Without further ado, here are excerpts from the various reports:
“Think of the enormous amounts of data created through Facebook likes and Amazon product reviews. In this emerging consumer-to-business era, in which consumers are creating value (for example, by writing product reviews) that businesses can then exploit, companies need to share that value…
“As the world evolves more toward C2B relationships, the major C2B players—including Google, Apple, Facebook, and Amazon—have been increasingly encroaching on the territory of traditional banks…
“The bottom line is that banks must now think in new and innovative ways, or risk becoming a mere back-office utility. Indeed, we estimate that, by 2020, different business models could impact up to 80% of existing banking revenues. Revenue streams with a high degree of impact could include current accounts, consumer finance, cash management, and small- and medium-enterprise payments.
“As such, the challenge for banks is to figure out how best to deploy their strengths in the new C2B era.”
Boston Consulting Group
“Disruptive challenges are accelerating and will force banks to develop digital capabilities that radically simplify operations and reinvent customer service…
“Banks that develop digital and data capabilities to radically simplify their businesses while dramatically improving customer experience through greater efficiency, quality, and speed, can achieve 50% more revenue per customer than peers…
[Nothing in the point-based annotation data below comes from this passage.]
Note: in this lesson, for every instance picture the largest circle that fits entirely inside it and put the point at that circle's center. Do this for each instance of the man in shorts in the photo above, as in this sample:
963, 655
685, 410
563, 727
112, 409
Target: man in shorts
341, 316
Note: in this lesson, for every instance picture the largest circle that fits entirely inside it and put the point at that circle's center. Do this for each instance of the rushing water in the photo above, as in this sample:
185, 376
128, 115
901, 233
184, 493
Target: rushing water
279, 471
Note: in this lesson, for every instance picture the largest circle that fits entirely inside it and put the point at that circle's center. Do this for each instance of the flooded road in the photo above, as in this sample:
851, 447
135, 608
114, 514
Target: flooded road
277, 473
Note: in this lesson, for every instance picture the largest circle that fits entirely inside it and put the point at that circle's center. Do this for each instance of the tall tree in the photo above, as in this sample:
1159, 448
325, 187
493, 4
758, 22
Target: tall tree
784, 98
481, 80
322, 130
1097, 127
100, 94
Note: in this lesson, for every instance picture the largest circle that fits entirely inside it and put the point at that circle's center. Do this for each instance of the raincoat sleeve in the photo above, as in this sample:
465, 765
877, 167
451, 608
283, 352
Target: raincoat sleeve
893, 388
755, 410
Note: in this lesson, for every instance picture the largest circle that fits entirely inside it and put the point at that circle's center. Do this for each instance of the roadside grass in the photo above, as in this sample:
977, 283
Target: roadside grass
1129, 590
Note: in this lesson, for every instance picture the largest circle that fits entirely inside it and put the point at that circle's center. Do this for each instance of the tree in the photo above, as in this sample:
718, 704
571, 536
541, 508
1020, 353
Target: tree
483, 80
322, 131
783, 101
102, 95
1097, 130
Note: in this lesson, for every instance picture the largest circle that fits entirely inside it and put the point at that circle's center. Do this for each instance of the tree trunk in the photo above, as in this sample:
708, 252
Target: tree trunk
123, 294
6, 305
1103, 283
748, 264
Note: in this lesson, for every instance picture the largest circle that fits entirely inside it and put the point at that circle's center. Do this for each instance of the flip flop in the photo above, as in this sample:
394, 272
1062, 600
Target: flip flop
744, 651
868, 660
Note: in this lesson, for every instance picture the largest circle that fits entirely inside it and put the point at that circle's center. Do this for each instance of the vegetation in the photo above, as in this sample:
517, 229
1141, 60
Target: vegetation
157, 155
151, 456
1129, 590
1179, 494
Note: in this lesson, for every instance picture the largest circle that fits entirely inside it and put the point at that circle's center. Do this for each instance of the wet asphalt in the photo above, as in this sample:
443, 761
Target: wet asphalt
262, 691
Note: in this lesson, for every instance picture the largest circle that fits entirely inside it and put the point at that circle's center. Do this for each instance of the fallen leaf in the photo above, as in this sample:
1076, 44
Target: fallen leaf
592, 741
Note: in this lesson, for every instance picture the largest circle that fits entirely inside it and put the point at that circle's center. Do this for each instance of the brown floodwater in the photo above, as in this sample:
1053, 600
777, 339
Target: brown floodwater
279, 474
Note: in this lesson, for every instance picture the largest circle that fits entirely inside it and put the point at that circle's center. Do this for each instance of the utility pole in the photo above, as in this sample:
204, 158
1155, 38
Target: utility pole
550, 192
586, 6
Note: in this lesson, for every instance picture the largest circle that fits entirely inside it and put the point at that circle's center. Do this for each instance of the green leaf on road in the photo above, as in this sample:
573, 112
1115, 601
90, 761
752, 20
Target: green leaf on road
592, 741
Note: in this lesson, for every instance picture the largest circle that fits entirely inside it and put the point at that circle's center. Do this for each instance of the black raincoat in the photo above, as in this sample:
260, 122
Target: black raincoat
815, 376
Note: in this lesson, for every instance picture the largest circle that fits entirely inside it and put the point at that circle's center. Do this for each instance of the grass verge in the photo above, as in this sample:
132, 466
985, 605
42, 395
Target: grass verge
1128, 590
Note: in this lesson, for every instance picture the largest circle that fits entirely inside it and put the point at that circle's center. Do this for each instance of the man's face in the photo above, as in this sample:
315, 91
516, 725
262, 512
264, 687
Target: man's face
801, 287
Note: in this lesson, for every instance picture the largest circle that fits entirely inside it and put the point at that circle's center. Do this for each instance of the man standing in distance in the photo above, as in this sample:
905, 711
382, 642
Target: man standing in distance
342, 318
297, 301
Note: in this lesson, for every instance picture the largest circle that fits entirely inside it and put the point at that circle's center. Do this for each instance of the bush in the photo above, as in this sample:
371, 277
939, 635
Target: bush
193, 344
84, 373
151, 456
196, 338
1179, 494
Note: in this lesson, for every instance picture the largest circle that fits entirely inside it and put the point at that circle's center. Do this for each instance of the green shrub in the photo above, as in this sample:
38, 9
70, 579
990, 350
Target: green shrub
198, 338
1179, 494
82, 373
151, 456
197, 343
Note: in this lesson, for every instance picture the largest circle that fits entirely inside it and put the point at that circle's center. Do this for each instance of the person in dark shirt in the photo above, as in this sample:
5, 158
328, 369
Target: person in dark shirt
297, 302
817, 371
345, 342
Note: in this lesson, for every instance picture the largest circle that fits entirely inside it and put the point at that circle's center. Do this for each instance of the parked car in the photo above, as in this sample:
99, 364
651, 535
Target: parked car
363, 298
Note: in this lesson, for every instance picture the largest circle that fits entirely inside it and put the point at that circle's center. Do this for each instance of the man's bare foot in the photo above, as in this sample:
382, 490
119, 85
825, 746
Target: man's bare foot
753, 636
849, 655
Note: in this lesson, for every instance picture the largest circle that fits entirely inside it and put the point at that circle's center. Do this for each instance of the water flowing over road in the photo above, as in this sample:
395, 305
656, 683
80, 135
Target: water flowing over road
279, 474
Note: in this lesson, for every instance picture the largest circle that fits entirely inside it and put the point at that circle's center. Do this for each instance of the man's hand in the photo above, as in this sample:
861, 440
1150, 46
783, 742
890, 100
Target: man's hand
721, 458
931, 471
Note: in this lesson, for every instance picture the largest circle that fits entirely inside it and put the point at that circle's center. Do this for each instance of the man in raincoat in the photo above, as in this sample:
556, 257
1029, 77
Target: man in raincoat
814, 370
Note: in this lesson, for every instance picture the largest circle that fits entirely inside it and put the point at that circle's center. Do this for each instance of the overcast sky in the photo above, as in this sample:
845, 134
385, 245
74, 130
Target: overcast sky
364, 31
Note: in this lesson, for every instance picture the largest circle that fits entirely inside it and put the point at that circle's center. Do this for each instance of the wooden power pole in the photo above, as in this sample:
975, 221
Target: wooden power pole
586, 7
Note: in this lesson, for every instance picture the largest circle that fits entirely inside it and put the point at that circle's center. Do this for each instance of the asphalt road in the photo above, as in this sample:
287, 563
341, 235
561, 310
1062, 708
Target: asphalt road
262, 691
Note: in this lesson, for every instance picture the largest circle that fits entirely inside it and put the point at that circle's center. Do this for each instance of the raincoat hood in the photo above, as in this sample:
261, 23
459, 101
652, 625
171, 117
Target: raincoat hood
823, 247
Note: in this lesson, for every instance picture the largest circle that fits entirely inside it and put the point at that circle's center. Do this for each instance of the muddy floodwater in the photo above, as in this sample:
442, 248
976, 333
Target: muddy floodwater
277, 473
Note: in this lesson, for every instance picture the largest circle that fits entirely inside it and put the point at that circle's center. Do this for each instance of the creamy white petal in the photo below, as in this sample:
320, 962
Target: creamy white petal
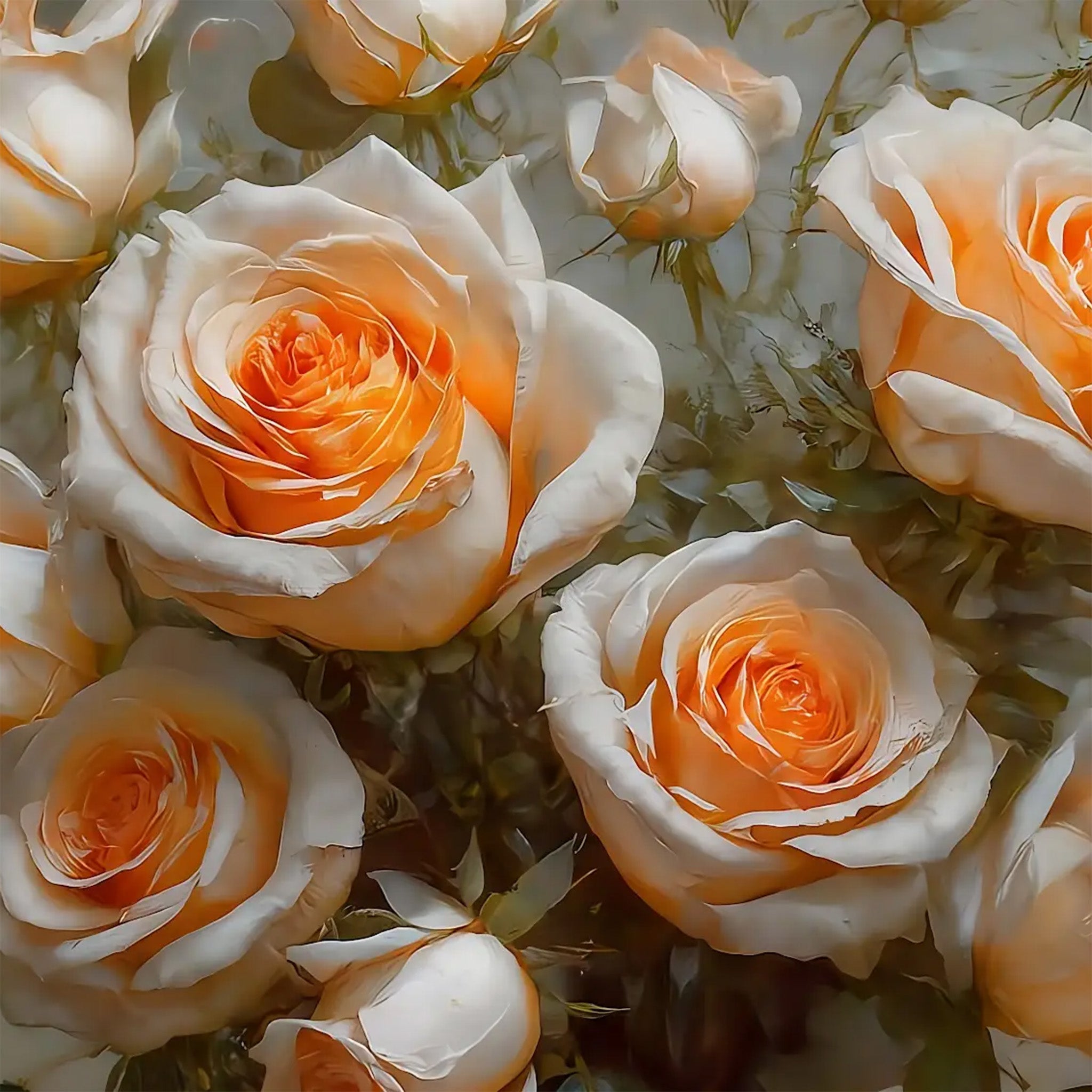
598, 407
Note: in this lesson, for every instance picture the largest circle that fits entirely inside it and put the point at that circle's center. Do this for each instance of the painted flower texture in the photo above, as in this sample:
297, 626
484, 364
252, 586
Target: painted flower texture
44, 655
767, 741
669, 147
163, 840
71, 167
1010, 912
412, 56
354, 410
976, 310
433, 1005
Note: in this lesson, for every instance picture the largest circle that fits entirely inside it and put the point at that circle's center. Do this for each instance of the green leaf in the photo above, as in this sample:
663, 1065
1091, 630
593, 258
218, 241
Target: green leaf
812, 499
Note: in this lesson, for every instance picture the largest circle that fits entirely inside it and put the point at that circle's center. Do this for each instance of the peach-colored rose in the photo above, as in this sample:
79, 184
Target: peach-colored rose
44, 656
976, 311
354, 408
766, 740
433, 1005
669, 147
70, 166
163, 839
1010, 911
411, 56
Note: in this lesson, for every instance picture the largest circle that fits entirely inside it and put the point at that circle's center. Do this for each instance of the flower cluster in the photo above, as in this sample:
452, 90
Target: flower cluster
355, 414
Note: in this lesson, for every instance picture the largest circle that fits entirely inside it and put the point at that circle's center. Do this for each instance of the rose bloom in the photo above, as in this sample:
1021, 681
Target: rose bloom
411, 56
669, 147
975, 315
44, 656
1010, 912
766, 740
71, 167
435, 1005
911, 12
354, 408
163, 839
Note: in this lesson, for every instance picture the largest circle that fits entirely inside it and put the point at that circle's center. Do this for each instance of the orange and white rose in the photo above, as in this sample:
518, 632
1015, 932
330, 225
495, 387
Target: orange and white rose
433, 1005
354, 408
70, 165
1010, 913
669, 147
767, 741
412, 56
163, 839
976, 310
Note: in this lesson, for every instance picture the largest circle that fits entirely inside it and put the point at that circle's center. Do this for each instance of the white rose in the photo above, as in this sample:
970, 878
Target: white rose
163, 839
767, 741
73, 167
976, 309
354, 408
434, 1005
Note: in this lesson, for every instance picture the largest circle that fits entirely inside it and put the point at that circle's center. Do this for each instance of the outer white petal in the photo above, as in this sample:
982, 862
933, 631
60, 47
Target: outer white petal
416, 595
134, 1022
44, 1059
460, 1014
26, 518
597, 411
156, 156
880, 152
415, 902
1029, 1066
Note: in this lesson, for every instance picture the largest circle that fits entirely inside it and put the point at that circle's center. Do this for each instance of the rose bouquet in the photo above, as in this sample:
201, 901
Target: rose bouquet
438, 654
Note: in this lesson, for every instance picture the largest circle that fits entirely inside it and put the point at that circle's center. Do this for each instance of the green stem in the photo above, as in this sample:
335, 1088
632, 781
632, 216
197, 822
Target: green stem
825, 111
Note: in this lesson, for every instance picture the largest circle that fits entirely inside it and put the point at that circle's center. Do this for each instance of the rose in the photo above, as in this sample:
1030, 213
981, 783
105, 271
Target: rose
766, 741
354, 408
975, 316
1009, 911
163, 839
911, 12
71, 168
431, 1004
669, 147
44, 656
413, 56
“The leading banks are boosting investment in digital innovation to differentiate themselves in the eyes of digitally demanding customers. Banks continue to encourage customers to migrate to self-service, both online and on mobile.”
“For many banks, online banking utilization is below expectation. By comparison, more institutions say mobile banking utilization is at least somewhat exceeding their goals. To get there, a growing number of institutions are using branch channel staff to spur digital channel usage…
“For years, most financial institutions embraced a transaction migration strategic intent for the digital channels. Digital was about migrating transactions to self-service, thereby lowering cost-to-serve and improving customer experience. In the broader retailing context, banks have been an anomaly. Almost universally, retailers have embraced digital channels as a mechanism to grow sales revenue. Financial institutions are now coming to that position. Collectively, their lack of experience with omnichannel customer engagement is apparent in the small impact digital has thus far had on sales—particularly the mobile channel.”
“By 2025, leading banks will be operating as digital financial superstores that blur the line between technology companies and banks…
“Nonbanks will cede clients and share of wallet to the banks, and clients will rediscover the benefits of one-stop shopping with large banks.
“These benefits will not be just marketing hyperbole, but real advisory-driven insights to help clients by better leveraging technology and data.
“Many major fintech and nonbank providers will be acquired by banks in the coming years, further enhancing and accelerating banks’ technology prowess.
“Regional banks will struggle to keep up with mounting costs of IT investments for client benefit instead of regulatory/risk mitigation, while small and community banks attempt to leverage white-labeled technology from third-party providers to maintain their own value propositions.”
“Half of the U.S. adult population now banks using smartphones and tablets, which is 29 million more than last year. This dramatic shift in consumers’ channel preferences puts pressure on financial institutions to innovate in the space to meet increased demand for mobile functionality…
“This year’s scorecard also saw a dramatic jump in financial institution support for mobile banking enrollment through a mobile device. It jumped from 7% in 2014 to 30% in 2015 among the top 30 retail U.S. financial institutions. With more than two-thirds of top banks still requiring some online interaction to enable mobile banking, there is still a significant gap between supply and mobile-first customer demand.”
“Banks realize they must adopt a truly digital mindset across the entire organization to keep up with consumer expectations,” said Brian Stephens, national leader for KPMG’s U.S. Financial Services practice. “This means going far beyond digital capabilities on the front end and instilling a core focus on the customer that permeates every aspect of the organization.”
“Thirty-nine percent of the executives polled said they believe fintechs pose a significant threat to the industry over the next few years. However, 51% of those polled said their bank has already created an alliance or joint venture with a peer-to-peer or marketplace leader.”
Adobe Digital Index
“Banks in the United States are behind other countries in the adoption of mobile technology to enhance the customer experience.
“In fact, when comparing the U.S., Canada, Australia, and the United Kingdom, Australia leads the pack. Consumers visited retail banks via their mobile devices just 27 times on average in the U.S. in 2015. That number is more than double for Canada, the U.K., and Australia.”
End note: Seems it is time to get those pesky bank customers to pick up their phones and log-on now!